I also find all wabi scenes to be profound metaphors. They are not simply of themselves. They take us to a deeper reality; they point to a reality that the literal is incapable of communicating.
If you want a glimpse into the reality of Jack Larson, spend some time with this photograph. Those dead limbs that are all intertwined is my reality. My life has never been neat or tidy. It’s always been to some degree a mess. It has been an ongoing struggle. (For what it is worth, one of things you should know about photographers is that we all have more failures than successes.) Sometimes I can spend 2 or 3 hours on an image only to in the end delete it. All of my best efforts and hard work failed to create an image that I would be willing to hang on my wall. You should know that I don’t find these experiences upsetting. I am one who enjoys the process. Plus, I learn much more from my failures than from my quick successes.

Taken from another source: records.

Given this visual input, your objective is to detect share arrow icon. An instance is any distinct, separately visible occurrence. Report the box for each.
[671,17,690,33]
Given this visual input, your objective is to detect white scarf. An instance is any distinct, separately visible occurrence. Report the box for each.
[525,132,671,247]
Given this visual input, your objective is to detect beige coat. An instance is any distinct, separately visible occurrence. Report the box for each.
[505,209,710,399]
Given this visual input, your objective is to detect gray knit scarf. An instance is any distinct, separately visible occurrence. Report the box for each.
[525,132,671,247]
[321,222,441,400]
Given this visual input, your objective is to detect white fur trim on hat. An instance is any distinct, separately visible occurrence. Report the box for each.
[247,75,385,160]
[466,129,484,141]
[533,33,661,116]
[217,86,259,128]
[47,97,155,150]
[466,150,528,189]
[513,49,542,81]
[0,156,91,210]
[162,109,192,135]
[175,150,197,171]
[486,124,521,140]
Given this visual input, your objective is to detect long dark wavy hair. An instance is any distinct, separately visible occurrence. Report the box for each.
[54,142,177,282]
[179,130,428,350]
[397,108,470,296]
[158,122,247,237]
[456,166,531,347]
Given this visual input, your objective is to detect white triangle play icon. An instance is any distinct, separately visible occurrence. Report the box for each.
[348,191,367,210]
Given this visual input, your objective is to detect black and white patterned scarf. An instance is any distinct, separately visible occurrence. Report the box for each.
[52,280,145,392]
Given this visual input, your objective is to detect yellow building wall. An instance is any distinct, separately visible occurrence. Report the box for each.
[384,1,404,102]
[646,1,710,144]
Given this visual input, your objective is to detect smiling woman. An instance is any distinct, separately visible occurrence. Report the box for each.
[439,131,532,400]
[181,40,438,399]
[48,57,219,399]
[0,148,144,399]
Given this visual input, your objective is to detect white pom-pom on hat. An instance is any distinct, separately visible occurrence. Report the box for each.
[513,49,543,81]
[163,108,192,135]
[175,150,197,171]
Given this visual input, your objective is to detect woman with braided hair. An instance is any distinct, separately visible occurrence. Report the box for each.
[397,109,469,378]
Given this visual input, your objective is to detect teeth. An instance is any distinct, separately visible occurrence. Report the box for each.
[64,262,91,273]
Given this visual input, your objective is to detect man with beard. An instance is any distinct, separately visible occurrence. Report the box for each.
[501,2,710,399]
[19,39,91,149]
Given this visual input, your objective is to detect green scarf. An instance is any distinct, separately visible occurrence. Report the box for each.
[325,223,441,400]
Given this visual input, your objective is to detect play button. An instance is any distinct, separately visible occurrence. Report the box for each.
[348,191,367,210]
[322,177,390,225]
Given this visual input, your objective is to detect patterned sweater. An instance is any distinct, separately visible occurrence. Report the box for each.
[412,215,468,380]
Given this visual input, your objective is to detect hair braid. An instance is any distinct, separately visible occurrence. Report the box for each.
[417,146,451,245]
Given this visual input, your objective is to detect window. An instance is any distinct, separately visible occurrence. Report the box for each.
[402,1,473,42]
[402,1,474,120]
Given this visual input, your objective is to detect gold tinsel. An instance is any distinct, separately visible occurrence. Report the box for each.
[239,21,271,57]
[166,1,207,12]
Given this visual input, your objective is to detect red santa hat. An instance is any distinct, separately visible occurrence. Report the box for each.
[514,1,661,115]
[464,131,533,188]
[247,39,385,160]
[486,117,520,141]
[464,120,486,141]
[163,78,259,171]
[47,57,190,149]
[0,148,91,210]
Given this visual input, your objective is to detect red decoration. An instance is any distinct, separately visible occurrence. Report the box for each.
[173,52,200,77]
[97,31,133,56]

Furthermore, this scene has in its midst plant life that is alway growing. And, it is surrounded by other magnificent trees that are very much alive. This is a profound gift for all of us. We all, no matter how difficult and painful our lives are at the moment, are surrounded and penetrated by love and compassion and forgiveness and blessing. We may not see or feel that reality. However, I truly believe that it is always there.
Plus, every fall this scene is a gorgeous display of color. It reminds me to always be grateful that I am still alive and kicking.
(NOTE: every work of art, no matter what its medium, is a selfie and a metaphor. I believe that there is a potential artist inside of each of us.)